Sem qualquer pretensão ou falsa modéstia tomo emprestado o título do premiadíssimo filme dirigido por Walter Lang e interpretado por Yul Brynner e Debora Kerr, O Rei e Eu, baseado no musical que estreou na Broadway em 1950, apenas para lembrar que meus olhos puderam, em duas ocasiões, comprovar a serenidade da soberana britânica Elizabeth II.
Ainda criança, eu gostava muito de folhear revistas e desde os sete anos, lia pelo menos os títulos, de qualquer assunto que me chamasse a atenção. Como histórias de reis e rainhas, influenciada por uma amiga adulta, dona das coleções de O Cruzeiro e Manchete. Nelas tomei conhecimento dos preparativos que estavam sendo feitos na Casa de Windsor para a coroação daquela jovem e linda inglesa de cabelos escuros que, desde que seu pai George VI ascendeu ao trono, já sabia que seria a sucessora.
Com 15 anos de reinado, Elizabeth II e o príncipe Phillip realizam a primeira — e única — visita ao Brasil em 1968. Desembarcaram do iate real Britannia em Recife, onde interagiram com Gilberto Freyre e dom Hélder Câmara, rumaram para Salvador e lá, depois de três horas e meia de um rápido giro, que incluiu o Mercado Modelo, zarparam para o Rio de Janeiro. A bordo de um avião da RAF, em 5 de novembro, desceram em Brasília, onde se deu a visita de Estado, a começar pelo Palácio da Alvorada e sedes do Legislativo e Judiciário, depois de se instalarem no Hotel Nacional.

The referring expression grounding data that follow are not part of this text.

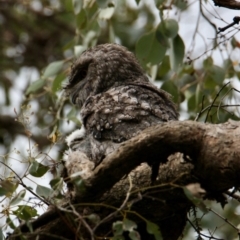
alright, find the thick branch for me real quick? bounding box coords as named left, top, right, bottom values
left=83, top=120, right=240, bottom=200
left=212, top=0, right=240, bottom=9
left=8, top=120, right=240, bottom=240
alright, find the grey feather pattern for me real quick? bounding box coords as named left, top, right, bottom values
left=64, top=43, right=178, bottom=182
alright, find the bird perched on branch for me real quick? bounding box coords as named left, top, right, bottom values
left=64, top=43, right=178, bottom=183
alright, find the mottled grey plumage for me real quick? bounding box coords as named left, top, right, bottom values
left=65, top=43, right=178, bottom=182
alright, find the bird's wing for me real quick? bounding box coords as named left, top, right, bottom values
left=81, top=83, right=178, bottom=142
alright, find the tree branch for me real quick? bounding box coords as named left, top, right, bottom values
left=212, top=0, right=240, bottom=10
left=8, top=120, right=240, bottom=240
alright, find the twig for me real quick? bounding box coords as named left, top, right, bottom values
left=8, top=231, right=71, bottom=240
left=93, top=175, right=133, bottom=233
left=69, top=203, right=95, bottom=240
left=208, top=208, right=240, bottom=234
left=187, top=218, right=223, bottom=239
left=58, top=203, right=95, bottom=240
left=218, top=17, right=240, bottom=33
left=200, top=0, right=217, bottom=46
left=195, top=95, right=205, bottom=121
left=0, top=160, right=50, bottom=206
left=204, top=82, right=230, bottom=123
left=226, top=190, right=240, bottom=202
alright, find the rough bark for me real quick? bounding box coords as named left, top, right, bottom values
left=212, top=0, right=240, bottom=10
left=8, top=120, right=240, bottom=240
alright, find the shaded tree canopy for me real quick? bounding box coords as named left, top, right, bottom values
left=1, top=0, right=240, bottom=239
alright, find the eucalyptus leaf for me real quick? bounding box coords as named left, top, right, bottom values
left=76, top=9, right=87, bottom=29
left=96, top=0, right=109, bottom=8
left=12, top=205, right=38, bottom=221
left=72, top=0, right=82, bottom=14
left=136, top=30, right=167, bottom=65
left=123, top=218, right=137, bottom=232
left=26, top=79, right=45, bottom=95
left=0, top=180, right=18, bottom=197
left=161, top=81, right=179, bottom=103
left=98, top=6, right=115, bottom=20
left=10, top=189, right=26, bottom=206
left=208, top=65, right=225, bottom=84
left=29, top=160, right=49, bottom=177
left=74, top=45, right=87, bottom=58
left=157, top=55, right=170, bottom=78
left=146, top=221, right=163, bottom=240
left=36, top=184, right=53, bottom=198
left=113, top=221, right=124, bottom=236
left=43, top=60, right=64, bottom=78
left=187, top=94, right=196, bottom=112
left=169, top=34, right=185, bottom=71
left=128, top=230, right=141, bottom=240
left=0, top=228, right=4, bottom=240
left=165, top=19, right=179, bottom=38
left=155, top=25, right=169, bottom=47
left=6, top=217, right=16, bottom=230
left=52, top=74, right=66, bottom=93
left=86, top=214, right=101, bottom=225
left=183, top=184, right=208, bottom=213
left=50, top=178, right=63, bottom=190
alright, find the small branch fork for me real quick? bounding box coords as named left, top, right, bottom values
left=218, top=17, right=240, bottom=33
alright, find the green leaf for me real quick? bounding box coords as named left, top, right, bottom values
left=6, top=217, right=16, bottom=230
left=183, top=185, right=208, bottom=213
left=203, top=57, right=213, bottom=69
left=26, top=79, right=45, bottom=95
left=223, top=59, right=235, bottom=78
left=203, top=74, right=216, bottom=90
left=161, top=81, right=179, bottom=103
left=157, top=55, right=170, bottom=78
left=161, top=19, right=179, bottom=38
left=52, top=74, right=66, bottom=94
left=66, top=107, right=81, bottom=125
left=72, top=177, right=86, bottom=193
left=128, top=230, right=141, bottom=240
left=36, top=184, right=53, bottom=198
left=76, top=9, right=87, bottom=29
left=29, top=160, right=49, bottom=177
left=98, top=6, right=115, bottom=20
left=155, top=0, right=165, bottom=5
left=195, top=83, right=204, bottom=109
left=146, top=221, right=163, bottom=240
left=43, top=60, right=64, bottom=78
left=0, top=180, right=18, bottom=197
left=12, top=205, right=38, bottom=221
left=123, top=218, right=137, bottom=231
left=72, top=0, right=82, bottom=14
left=169, top=34, right=185, bottom=71
left=74, top=45, right=87, bottom=58
left=155, top=25, right=169, bottom=47
left=136, top=31, right=167, bottom=65
left=113, top=221, right=124, bottom=236
left=187, top=94, right=196, bottom=112
left=50, top=178, right=64, bottom=191
left=96, top=0, right=109, bottom=8
left=86, top=214, right=101, bottom=225
left=10, top=189, right=26, bottom=206
left=175, top=0, right=188, bottom=10
left=0, top=228, right=4, bottom=240
left=208, top=65, right=225, bottom=84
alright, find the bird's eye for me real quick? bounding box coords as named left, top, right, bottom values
left=69, top=62, right=90, bottom=86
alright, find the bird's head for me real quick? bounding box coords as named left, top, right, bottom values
left=64, top=43, right=148, bottom=107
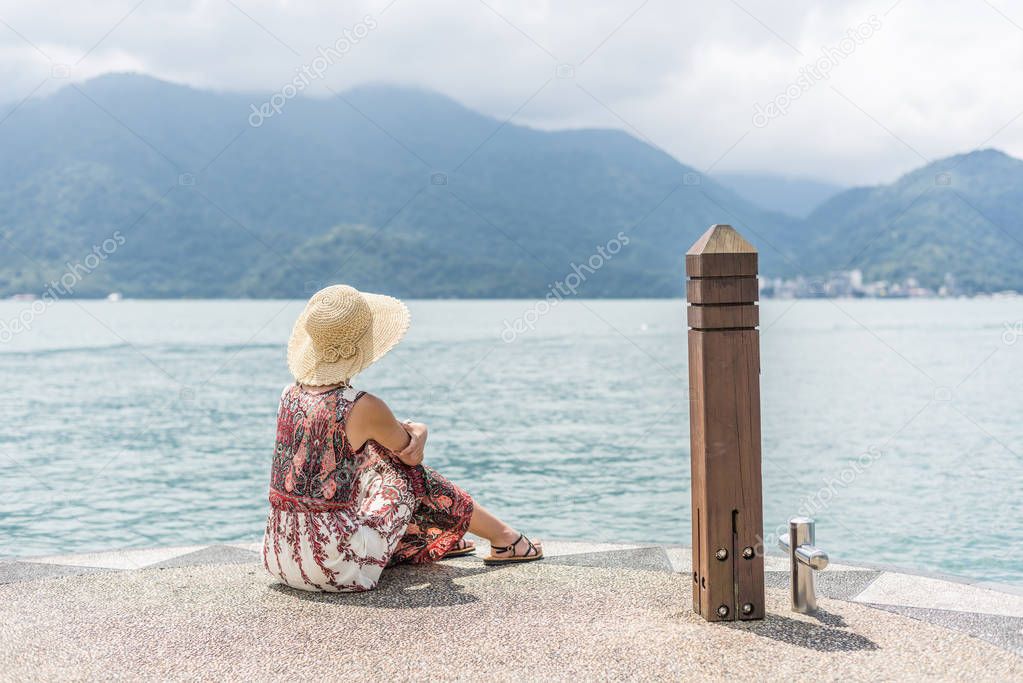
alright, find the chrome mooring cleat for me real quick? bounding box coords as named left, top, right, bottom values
left=778, top=517, right=829, bottom=613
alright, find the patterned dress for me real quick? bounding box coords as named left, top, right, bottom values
left=262, top=384, right=475, bottom=592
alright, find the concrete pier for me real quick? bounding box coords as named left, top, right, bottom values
left=1, top=540, right=1021, bottom=681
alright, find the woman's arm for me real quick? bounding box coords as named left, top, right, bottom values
left=347, top=394, right=425, bottom=466
left=397, top=421, right=427, bottom=465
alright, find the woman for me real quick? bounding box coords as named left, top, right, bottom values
left=262, top=284, right=542, bottom=592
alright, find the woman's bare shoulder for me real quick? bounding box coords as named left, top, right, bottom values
left=348, top=392, right=397, bottom=425
left=346, top=391, right=408, bottom=452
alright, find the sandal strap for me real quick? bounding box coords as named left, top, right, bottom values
left=490, top=533, right=524, bottom=555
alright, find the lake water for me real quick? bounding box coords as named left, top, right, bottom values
left=1, top=298, right=1021, bottom=585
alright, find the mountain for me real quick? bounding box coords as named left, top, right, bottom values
left=713, top=172, right=844, bottom=218
left=0, top=74, right=797, bottom=299
left=2, top=74, right=1021, bottom=298
left=801, top=149, right=1023, bottom=292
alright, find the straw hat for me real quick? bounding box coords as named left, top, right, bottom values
left=287, top=285, right=410, bottom=386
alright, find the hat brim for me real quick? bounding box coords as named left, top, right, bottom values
left=287, top=292, right=410, bottom=386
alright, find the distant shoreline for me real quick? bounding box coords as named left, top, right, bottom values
left=2, top=292, right=1021, bottom=302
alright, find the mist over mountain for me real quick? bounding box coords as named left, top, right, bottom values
left=713, top=172, right=844, bottom=218
left=0, top=74, right=1020, bottom=298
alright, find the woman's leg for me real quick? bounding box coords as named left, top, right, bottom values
left=389, top=466, right=475, bottom=564
left=468, top=502, right=542, bottom=556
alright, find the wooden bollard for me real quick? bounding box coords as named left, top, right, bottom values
left=685, top=224, right=765, bottom=622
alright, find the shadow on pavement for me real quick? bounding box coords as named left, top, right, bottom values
left=268, top=560, right=510, bottom=608
left=806, top=607, right=848, bottom=628
left=728, top=610, right=879, bottom=652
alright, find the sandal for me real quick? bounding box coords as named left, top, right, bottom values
left=483, top=533, right=543, bottom=565
left=441, top=538, right=476, bottom=559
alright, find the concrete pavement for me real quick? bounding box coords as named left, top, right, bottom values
left=1, top=540, right=1020, bottom=681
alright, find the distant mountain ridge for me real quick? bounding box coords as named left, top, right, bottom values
left=0, top=74, right=1020, bottom=297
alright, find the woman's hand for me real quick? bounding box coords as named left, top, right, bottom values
left=395, top=421, right=427, bottom=466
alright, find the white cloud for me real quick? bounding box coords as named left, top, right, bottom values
left=1, top=0, right=1022, bottom=184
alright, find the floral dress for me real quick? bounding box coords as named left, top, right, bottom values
left=262, top=384, right=474, bottom=592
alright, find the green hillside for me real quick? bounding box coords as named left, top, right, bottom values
left=801, top=149, right=1023, bottom=292
left=0, top=74, right=796, bottom=299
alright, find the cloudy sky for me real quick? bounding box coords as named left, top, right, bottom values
left=2, top=0, right=1022, bottom=185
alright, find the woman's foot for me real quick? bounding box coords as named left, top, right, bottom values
left=441, top=537, right=476, bottom=559
left=483, top=531, right=543, bottom=565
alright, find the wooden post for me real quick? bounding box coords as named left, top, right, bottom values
left=686, top=224, right=765, bottom=622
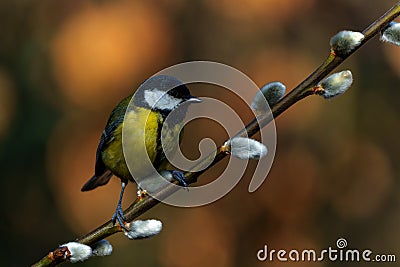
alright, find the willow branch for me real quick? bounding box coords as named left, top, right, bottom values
left=31, top=2, right=400, bottom=266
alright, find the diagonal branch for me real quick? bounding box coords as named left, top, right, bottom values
left=31, top=2, right=400, bottom=266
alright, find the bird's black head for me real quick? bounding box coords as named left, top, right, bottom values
left=134, top=75, right=201, bottom=114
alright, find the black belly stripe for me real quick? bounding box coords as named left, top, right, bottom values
left=153, top=116, right=165, bottom=169
left=153, top=107, right=187, bottom=170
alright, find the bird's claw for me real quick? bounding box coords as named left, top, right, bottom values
left=169, top=170, right=189, bottom=189
left=112, top=205, right=128, bottom=230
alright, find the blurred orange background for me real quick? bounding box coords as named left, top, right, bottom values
left=1, top=1, right=399, bottom=266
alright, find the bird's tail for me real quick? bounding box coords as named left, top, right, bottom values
left=81, top=170, right=113, bottom=191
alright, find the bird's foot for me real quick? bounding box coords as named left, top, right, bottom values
left=112, top=204, right=128, bottom=230
left=169, top=170, right=189, bottom=188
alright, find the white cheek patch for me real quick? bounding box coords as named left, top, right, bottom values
left=144, top=88, right=164, bottom=107
left=144, top=88, right=182, bottom=110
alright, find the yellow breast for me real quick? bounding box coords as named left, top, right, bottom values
left=101, top=107, right=161, bottom=181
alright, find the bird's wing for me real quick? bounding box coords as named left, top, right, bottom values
left=81, top=119, right=122, bottom=191
left=94, top=95, right=132, bottom=176
left=81, top=95, right=132, bottom=191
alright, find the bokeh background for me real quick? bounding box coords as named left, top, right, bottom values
left=1, top=0, right=400, bottom=266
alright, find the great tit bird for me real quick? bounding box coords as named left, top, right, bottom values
left=81, top=75, right=201, bottom=226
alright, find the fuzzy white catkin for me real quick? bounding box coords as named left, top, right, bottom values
left=125, top=219, right=163, bottom=240
left=61, top=242, right=92, bottom=263
left=330, top=30, right=364, bottom=56
left=91, top=239, right=113, bottom=257
left=251, top=82, right=286, bottom=113
left=227, top=137, right=267, bottom=160
left=380, top=22, right=400, bottom=46
left=319, top=70, right=353, bottom=99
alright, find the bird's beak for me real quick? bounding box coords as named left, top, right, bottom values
left=186, top=96, right=202, bottom=103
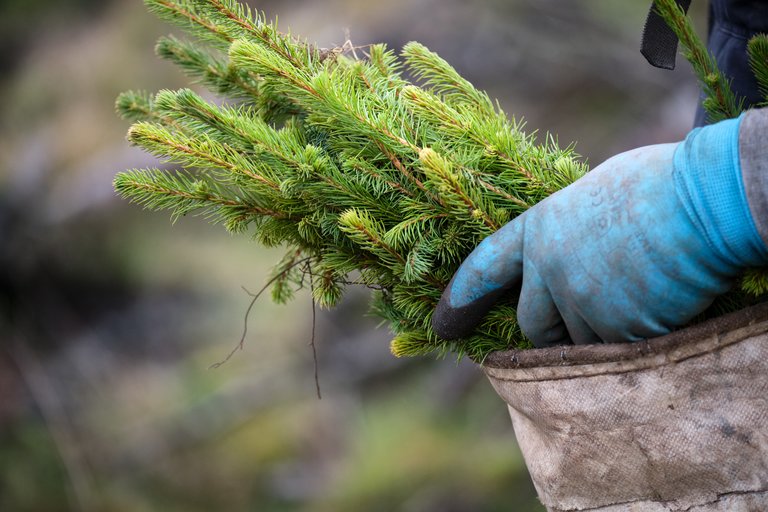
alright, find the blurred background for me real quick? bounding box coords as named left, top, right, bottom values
left=0, top=1, right=705, bottom=510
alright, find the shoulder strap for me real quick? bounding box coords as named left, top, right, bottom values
left=641, top=0, right=693, bottom=70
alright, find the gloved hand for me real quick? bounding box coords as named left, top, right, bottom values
left=432, top=111, right=768, bottom=347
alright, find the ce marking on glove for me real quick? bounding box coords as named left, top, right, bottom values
left=588, top=185, right=616, bottom=237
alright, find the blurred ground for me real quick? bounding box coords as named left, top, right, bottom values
left=0, top=1, right=704, bottom=511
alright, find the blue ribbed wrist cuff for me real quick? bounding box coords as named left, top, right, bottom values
left=673, top=114, right=768, bottom=268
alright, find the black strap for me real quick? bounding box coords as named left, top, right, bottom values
left=641, top=0, right=693, bottom=70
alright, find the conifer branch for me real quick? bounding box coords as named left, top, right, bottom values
left=374, top=141, right=442, bottom=205
left=114, top=169, right=285, bottom=224
left=206, top=0, right=313, bottom=71
left=155, top=36, right=259, bottom=98
left=419, top=148, right=499, bottom=231
left=475, top=177, right=528, bottom=209
left=117, top=0, right=601, bottom=359
left=651, top=0, right=742, bottom=122
left=338, top=209, right=407, bottom=266
left=145, top=0, right=233, bottom=46
left=402, top=42, right=495, bottom=115
left=115, top=91, right=156, bottom=122
left=208, top=0, right=260, bottom=36
left=345, top=159, right=416, bottom=199
left=748, top=35, right=768, bottom=104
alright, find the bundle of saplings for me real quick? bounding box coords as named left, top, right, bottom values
left=115, top=0, right=768, bottom=360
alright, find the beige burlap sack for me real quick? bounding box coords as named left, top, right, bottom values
left=482, top=302, right=768, bottom=512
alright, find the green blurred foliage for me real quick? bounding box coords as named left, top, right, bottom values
left=0, top=1, right=703, bottom=511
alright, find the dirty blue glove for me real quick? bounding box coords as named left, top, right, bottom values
left=433, top=110, right=768, bottom=347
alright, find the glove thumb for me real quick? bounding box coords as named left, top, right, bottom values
left=432, top=217, right=525, bottom=339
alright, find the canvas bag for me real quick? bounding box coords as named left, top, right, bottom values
left=482, top=302, right=768, bottom=511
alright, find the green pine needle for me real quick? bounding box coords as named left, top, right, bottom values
left=651, top=0, right=742, bottom=123
left=748, top=34, right=768, bottom=103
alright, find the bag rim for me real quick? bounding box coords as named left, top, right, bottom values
left=482, top=300, right=768, bottom=370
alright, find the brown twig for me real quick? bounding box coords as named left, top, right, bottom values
left=306, top=263, right=322, bottom=399
left=209, top=256, right=311, bottom=368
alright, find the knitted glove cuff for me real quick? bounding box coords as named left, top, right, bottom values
left=674, top=113, right=768, bottom=268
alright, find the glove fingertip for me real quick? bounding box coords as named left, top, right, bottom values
left=432, top=283, right=508, bottom=340
left=432, top=298, right=477, bottom=340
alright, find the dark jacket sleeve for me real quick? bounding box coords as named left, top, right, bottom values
left=696, top=0, right=768, bottom=125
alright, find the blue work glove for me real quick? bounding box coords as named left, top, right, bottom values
left=432, top=111, right=768, bottom=347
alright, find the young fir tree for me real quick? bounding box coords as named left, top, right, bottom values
left=115, top=0, right=768, bottom=361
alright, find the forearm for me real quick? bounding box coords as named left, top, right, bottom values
left=740, top=108, right=768, bottom=247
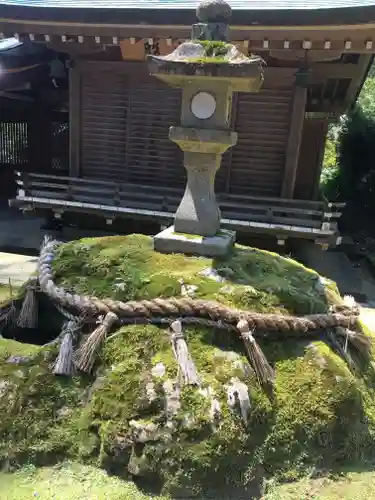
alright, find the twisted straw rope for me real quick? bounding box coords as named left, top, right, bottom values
left=37, top=238, right=360, bottom=334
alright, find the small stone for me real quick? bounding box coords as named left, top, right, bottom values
left=182, top=413, right=196, bottom=429
left=152, top=362, right=166, bottom=378
left=128, top=448, right=149, bottom=477
left=165, top=420, right=176, bottom=431
left=219, top=285, right=235, bottom=294
left=114, top=435, right=132, bottom=451
left=145, top=382, right=157, bottom=402
left=179, top=279, right=198, bottom=298
left=199, top=268, right=225, bottom=283
left=227, top=377, right=251, bottom=424
left=163, top=379, right=181, bottom=416
left=0, top=380, right=10, bottom=397
left=210, top=398, right=221, bottom=423
left=56, top=406, right=72, bottom=419
left=129, top=420, right=160, bottom=443
left=7, top=355, right=31, bottom=365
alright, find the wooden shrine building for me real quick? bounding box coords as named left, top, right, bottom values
left=1, top=0, right=375, bottom=246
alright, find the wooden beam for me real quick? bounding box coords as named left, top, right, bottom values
left=311, top=63, right=360, bottom=80
left=282, top=82, right=308, bottom=198
left=69, top=65, right=81, bottom=177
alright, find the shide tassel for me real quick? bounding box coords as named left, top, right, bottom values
left=17, top=277, right=39, bottom=329
left=53, top=320, right=82, bottom=376
left=326, top=330, right=358, bottom=374
left=170, top=319, right=200, bottom=386
left=74, top=311, right=118, bottom=373
left=336, top=326, right=372, bottom=362
left=237, top=319, right=275, bottom=387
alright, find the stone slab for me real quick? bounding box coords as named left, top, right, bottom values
left=153, top=225, right=235, bottom=257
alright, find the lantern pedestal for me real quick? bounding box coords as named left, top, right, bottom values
left=154, top=225, right=236, bottom=257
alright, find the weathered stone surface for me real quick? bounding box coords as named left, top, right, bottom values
left=169, top=127, right=237, bottom=154
left=175, top=154, right=221, bottom=236
left=191, top=22, right=230, bottom=42
left=169, top=128, right=237, bottom=237
left=153, top=226, right=235, bottom=257
left=7, top=355, right=32, bottom=365
left=196, top=0, right=232, bottom=23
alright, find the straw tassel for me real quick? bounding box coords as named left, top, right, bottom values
left=237, top=319, right=275, bottom=387
left=17, top=278, right=38, bottom=329
left=74, top=312, right=118, bottom=373
left=53, top=320, right=82, bottom=376
left=170, top=320, right=200, bottom=386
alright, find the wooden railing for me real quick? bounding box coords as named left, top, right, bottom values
left=11, top=171, right=344, bottom=243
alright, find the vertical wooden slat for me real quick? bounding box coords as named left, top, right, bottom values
left=224, top=92, right=238, bottom=194
left=124, top=87, right=131, bottom=182
left=281, top=83, right=307, bottom=198
left=69, top=65, right=81, bottom=177
left=81, top=70, right=128, bottom=180
left=229, top=88, right=293, bottom=197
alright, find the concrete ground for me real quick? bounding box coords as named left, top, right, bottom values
left=0, top=252, right=38, bottom=287
left=0, top=203, right=41, bottom=286
left=295, top=242, right=375, bottom=306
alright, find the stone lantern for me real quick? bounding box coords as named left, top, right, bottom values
left=148, top=0, right=264, bottom=256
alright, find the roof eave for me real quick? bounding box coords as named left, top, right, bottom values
left=2, top=4, right=375, bottom=27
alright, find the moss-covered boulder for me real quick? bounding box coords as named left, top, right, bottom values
left=0, top=235, right=374, bottom=497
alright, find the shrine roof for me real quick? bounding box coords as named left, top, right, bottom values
left=2, top=0, right=375, bottom=27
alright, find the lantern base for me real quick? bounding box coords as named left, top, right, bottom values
left=153, top=225, right=235, bottom=257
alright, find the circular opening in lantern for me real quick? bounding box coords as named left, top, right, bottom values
left=190, top=92, right=216, bottom=120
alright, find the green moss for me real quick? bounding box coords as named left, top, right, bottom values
left=0, top=234, right=374, bottom=496
left=193, top=40, right=231, bottom=56
left=186, top=57, right=231, bottom=64
left=52, top=234, right=332, bottom=315
left=0, top=338, right=41, bottom=360
left=172, top=232, right=202, bottom=240
left=185, top=40, right=233, bottom=63
left=172, top=230, right=230, bottom=240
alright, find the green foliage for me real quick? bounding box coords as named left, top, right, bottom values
left=0, top=235, right=374, bottom=497
left=321, top=133, right=340, bottom=200
left=320, top=65, right=375, bottom=217
left=357, top=75, right=375, bottom=121
left=193, top=40, right=231, bottom=57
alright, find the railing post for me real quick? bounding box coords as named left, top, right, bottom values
left=22, top=171, right=31, bottom=197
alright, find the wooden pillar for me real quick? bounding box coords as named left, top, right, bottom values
left=294, top=118, right=329, bottom=200
left=69, top=63, right=81, bottom=177
left=281, top=79, right=307, bottom=198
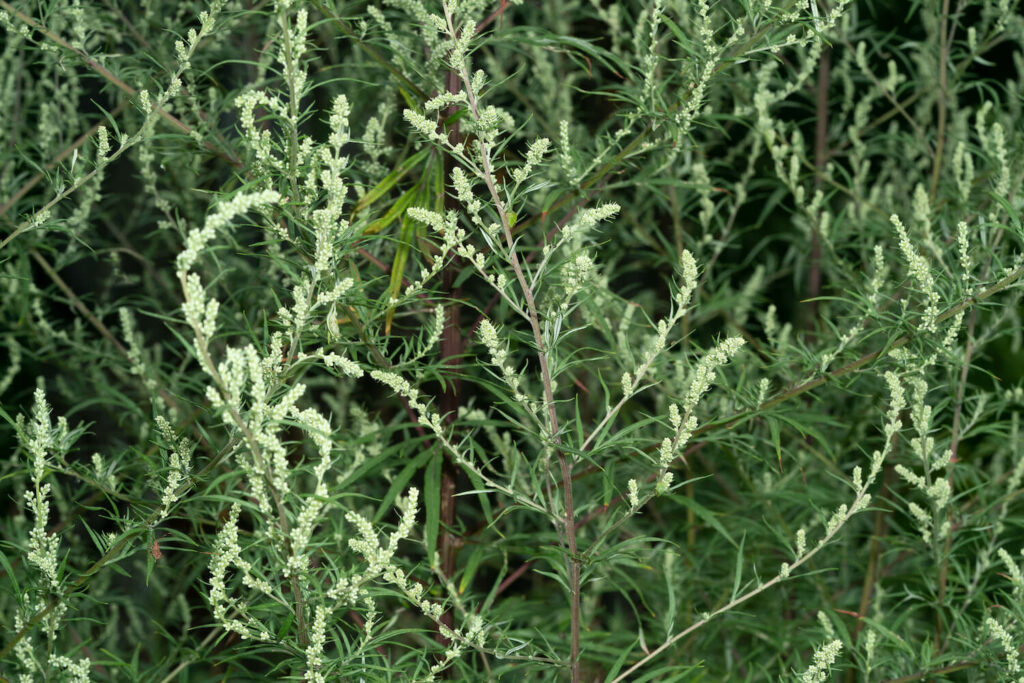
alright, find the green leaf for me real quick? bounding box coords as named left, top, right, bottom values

À noite, um memorável banquete no Itamaraty, seguido de recepção para mais de mil pessoas encerrou o primeiro dia da visita real a Brasília. Sempre sorrindo, a rainha de 42 anos encantou com sua aparente simplicidade as pessoas que a cumprimentaram. Foi no dia seguinte, durante a visita à Catedral, onde nós repórteres pudemos ficar mais próximos da rainha, que ainda esteve no Jardim de Infância da 308 Sul e na torre de televisão antes de partir para São Paulo e participar da inauguração do Masp.
Oito anos mais tarde, coube ao general Ernesto Geisel retribuir o gesto da Rainha Elizabeth, como o primeiro presidente do Brasil a visitar o Reino Unido, na primavera de 1976. Lá estava ela, aos 50 anos, recebendo ao lado do Duque de Edimburgo, na plataforma da Estação Vitória, a comitiva brasileira que desembarcara no aeroporto de Gatwick numa manhã ensolarada de maio e seguira de trem até Londres.
Deu tempo para a imprensa registrar os cumprimentos e se deslocar até o Palácio de Buckingham antes da chegada do cortejo que optou por carruagens como meio de transporte. A primeira e mais rica trazia o presidente e a rainha, que conversaram sem intérprete. Na sexta carruagem, vinham os presidentes do Senado, o piauiense Petrônio Portella, e da Câmara, o cearense Flávio Marcílio, que à ultima hora substituiu o líder do governo, José Bonifácio de Andrada. Zézinho, como era chamado o político mineiro, adoeceu de última hora e, até hoje, seu nome consta dos registros da Agência Nacional como se tivesse ido a Londres.
Nada foi mais hilário do que ver os dois nordestinos vestidos de fraque e cartola apeando da carruagem nos jardins de Buckingham, ponto final do desfile. Eles próprios mal se continham em risos diante dos fotógrafos. Naquela época de regime de exceção, eram os políticos as únicas fontes da imprensa.
Enquanto a comitiva percorreu muitos salões para chegar ao local previsto, os jornalistas atravessaram os porões do palácio numa extensa caminhada sombria que acabou no acesso ao primeiro piso do salão nobre. Mais uma vez, estive diante da rainha da Inglaterra, que segundo revela a biografia teria dito, ainda jovem, que queria ser como "a rainha da alegria". Aos 97 anos, tenho certeza de que Deus ouviu o seu pedido.